Deborah McAdams is the Executive Editor of TV Technology.
Mobile DTV is sort of like a yeti that's coming to a forest clearing near you any minute. We've been hearing about it for five years now. But footprints in dried mud and blurry photographs could be giving way to a debutante party. Mobile Content Venture earlier this month announced a deal with MetroPCS to launch Mobile DTV.
And just who is MobilePCS? Fifth largest carrier in the United States, but I didn't know much about them before its deal to carry local TV station signals.
Apparently, it's not one of the cool carriers. In spite or because of its "flat-rate, unlimited plans," various geek hacks describe it in unflattering terms. This is due in part because MetroPCS went from second- to fourth-generation network technology in a fell swoop, like a prepubescent kid growing four inches overnight. Awkwardly, you might say.
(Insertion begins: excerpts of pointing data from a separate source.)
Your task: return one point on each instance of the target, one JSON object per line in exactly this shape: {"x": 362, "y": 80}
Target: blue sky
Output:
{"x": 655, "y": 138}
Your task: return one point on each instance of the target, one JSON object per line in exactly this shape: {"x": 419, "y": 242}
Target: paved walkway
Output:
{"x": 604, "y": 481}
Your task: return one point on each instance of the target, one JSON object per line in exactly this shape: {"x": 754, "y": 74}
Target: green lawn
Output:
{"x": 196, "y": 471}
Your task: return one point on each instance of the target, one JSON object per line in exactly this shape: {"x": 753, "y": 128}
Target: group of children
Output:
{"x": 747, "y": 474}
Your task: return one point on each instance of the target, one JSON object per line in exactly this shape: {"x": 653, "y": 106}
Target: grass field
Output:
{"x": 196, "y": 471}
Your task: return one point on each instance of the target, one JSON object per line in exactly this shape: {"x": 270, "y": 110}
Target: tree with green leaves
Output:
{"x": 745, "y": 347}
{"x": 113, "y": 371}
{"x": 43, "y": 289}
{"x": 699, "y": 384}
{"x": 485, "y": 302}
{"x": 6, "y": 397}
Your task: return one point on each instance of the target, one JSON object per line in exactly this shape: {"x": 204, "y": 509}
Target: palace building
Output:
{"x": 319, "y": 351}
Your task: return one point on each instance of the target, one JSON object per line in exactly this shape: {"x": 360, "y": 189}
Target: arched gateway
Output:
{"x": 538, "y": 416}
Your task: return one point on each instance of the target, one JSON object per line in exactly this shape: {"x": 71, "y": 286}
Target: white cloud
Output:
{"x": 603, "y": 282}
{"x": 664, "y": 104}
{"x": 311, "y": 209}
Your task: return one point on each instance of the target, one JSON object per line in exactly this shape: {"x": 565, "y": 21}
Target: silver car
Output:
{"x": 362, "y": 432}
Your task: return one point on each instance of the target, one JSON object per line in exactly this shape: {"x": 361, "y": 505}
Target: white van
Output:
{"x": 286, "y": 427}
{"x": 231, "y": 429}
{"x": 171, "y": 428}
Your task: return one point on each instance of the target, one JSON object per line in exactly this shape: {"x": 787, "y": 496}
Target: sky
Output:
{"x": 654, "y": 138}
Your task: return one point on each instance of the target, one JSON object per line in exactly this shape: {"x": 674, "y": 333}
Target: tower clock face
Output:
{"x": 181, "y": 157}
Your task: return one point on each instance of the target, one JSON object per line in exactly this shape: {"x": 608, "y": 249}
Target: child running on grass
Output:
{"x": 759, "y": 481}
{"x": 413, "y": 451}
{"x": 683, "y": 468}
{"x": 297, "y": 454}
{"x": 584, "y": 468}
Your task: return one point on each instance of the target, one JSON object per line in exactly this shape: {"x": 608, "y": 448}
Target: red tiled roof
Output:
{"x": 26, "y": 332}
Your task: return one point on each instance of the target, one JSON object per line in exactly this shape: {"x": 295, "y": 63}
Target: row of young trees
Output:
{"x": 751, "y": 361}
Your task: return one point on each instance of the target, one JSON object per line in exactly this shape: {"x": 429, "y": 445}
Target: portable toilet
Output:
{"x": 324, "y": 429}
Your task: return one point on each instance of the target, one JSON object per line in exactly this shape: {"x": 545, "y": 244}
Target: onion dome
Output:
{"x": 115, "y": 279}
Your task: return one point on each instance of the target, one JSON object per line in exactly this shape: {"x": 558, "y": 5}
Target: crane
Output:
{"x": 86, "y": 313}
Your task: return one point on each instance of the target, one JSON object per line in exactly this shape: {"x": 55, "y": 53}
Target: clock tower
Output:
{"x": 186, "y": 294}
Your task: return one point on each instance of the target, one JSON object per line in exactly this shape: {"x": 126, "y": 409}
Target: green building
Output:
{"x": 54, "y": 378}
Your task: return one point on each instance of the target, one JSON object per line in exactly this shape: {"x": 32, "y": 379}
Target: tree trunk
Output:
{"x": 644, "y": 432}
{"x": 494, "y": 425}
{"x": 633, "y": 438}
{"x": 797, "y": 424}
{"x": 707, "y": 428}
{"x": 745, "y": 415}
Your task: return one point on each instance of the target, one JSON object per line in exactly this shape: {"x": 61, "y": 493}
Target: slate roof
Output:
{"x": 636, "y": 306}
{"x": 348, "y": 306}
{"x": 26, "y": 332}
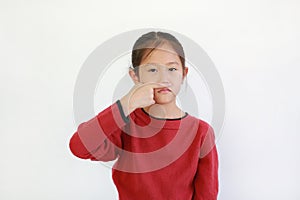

A Slate review called its sole 4G launch handset, "The Worst Cellphone on Earth."
That was last February. The carrier now has a few more 4G phones and a deal to distribute local broadcast signals for free in some of the largest TV markets in the country.
So add "free TV" to "flat-rate, unlimited cellphone plans" that currently top out at $60—plus who knows how many mystery fees, granted. Even so, what better way to give Mobile DTV a try? The little standalone sets are fine, but they don't fit in your pocket. And MetroPCS requires no contract. Double trouble.
The deal is good for MetroPCS because no one else is doing it and that makes for instant press coverage. It's good for broadcasting with respect to demythologizing Mobile DTV.
The carrier and its ability to get receivers into the market was key. What matters now is how quickly MetroPCS can get the shows on the road, so to speak. Its broadcast-spectrum eating competitors are loading their yeti guns.